White Spirit, Philippe Chancel

“Le white spirit est un produit raffiné de la distillation du pétrole, contenant moins de 5 % de benzène, utilisé pour la dilution des peintures, vernis et encres d'imprimerie.” (…) Dubaï en argot signifie argent, l’argent issu de ce pétrole qui dégage fortement cet odeur  “d’esprit blanc”, au dessus de la ligne du désert, tel un leurre quand on murmure que l’argent n’y a pas d’odeur… 

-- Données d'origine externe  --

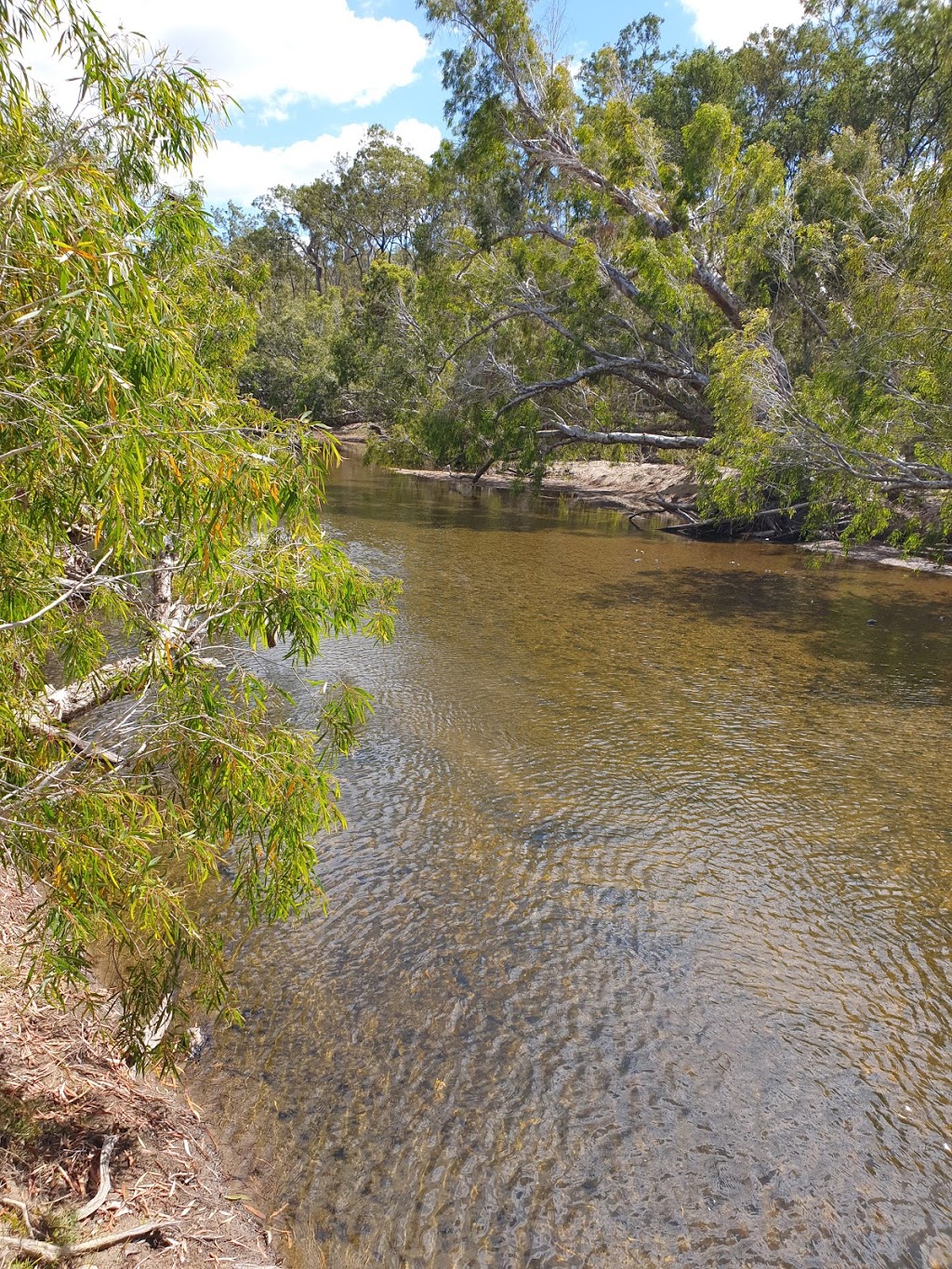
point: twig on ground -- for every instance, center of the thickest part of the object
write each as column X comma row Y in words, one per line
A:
column 21, row 1209
column 100, row 1195
column 55, row 1252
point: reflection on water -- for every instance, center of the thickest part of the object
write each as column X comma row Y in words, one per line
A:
column 638, row 949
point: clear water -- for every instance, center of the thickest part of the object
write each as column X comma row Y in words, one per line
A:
column 639, row 937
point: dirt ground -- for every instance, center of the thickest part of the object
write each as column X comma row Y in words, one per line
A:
column 63, row 1094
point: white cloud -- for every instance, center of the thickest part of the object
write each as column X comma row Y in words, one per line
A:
column 728, row 23
column 288, row 51
column 240, row 173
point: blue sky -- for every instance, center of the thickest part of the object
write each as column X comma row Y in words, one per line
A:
column 311, row 75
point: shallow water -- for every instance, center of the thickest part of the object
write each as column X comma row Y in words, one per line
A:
column 638, row 949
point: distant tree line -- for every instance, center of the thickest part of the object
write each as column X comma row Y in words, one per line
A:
column 739, row 256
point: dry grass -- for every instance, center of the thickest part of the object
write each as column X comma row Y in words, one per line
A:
column 63, row 1089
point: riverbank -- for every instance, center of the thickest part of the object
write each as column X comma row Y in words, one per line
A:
column 668, row 490
column 636, row 489
column 68, row 1101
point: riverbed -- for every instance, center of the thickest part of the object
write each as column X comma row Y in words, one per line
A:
column 638, row 948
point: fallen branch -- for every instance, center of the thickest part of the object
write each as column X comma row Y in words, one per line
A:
column 21, row 1209
column 99, row 1196
column 56, row 1252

Les photographies de Philippe Chancel, comme les bâtiments de cette ville, ont surgies du vide des étendues désertiques. Comme un mirage qui prend forme, produit dérivé symbolique de l’or noir “Le mirage n'est pas une illusion d'optique (déformation d'une image due à une interprétation erronée du cerveau) mais l'image plus ou moins déformée d'un objet bien réel.” En effet on a un doute sur l’existence de que l’on voit, aussitôt dissipé par la certitude de réalité de ce territoire historique et géopolitique. Dubaï prend forme sous nos yeux dans ces petits carrés photographiques magiques, tels des maquettes qui peineraient à donner l’impression de réalité, tant leur échelle parait irréelle et disproportionnée par leur rapport à la taille des impressions cette fois : numériques. Tout cela est bien vrai, une image stupéfiante, faramineuse, merveilleuse, phénoménale, extravagante d’un univers d’acier de verre et de béton sorties pourtant du sable d’esprits logique, trop logiques et dégageant un sentiment de malaise Ubusesque.  Quelques travailleurs masqués comme les chameliers des caravanes d’hier, se reposent à l’angle des chantiers sous  la canicule étouffante. Des passants de  blancs vêtus décapés au white spirit de la pureté standardisée, flânent dans ces centres commerciaux géantissimes et glacés; souples et élastiques dans leurs djellabas vidées d’histoire et de tradition. Bédouins contemporains passés à la vapeur des pressings du pétro-dollar, et des modes surhumanisées et occidentales, surgies du néant des cultures médiatiques et métissées.

Ces habitants : apparitions qui n’habitent qu’à peine ces lieux, qui y transitent comme des ombres légères et pures, de cette propreté de consommateur docile. De cet univers entièrement surfait et retouché, Philippe Chancel n’a rien repris, ni retouché, seulement retranché la banalité quotidienne au profit des zones de silence  de  cet esprit blanc et vide qui inspire les décorations islamiques. Il nous le livre brut de pomme, avec ce vert du végétal qui manque à l’appel de ce désert urbanisé. Seul un chameau incongru traverse une autoroute, où des palmiers rachitiques comme des guirlandes solitaires qui habillent à peine les artères oppressantes et gigantesques.  La présence humaine dans cet espace urbain s’assimile à des santons et à ces figurines de plâtres peintes de ces jardins des zones pavillonnaires des banlieues européennes, rigidifiées, insignifiantes et anonymes.

Dubaï : un parking luxueux en quête d’un souffle de vie naturel dans un territoire  sans limites, qui nous oppresse du vertical à l’horizontalité, de cette mer bleue aux confines qui  flirte avec l’horizon de béton et dont la poésie saisie par l’opérateur minutieux évince même les délires nocturnes illuminés de Las Vegas, la patrie du jeu. Ici l’on ne joue pas car le jour éblouit, même l’obscurité comme si le white spirit tombait du ciel, mirage nébuleux sur la ville et ses clichés, endormi(e)s.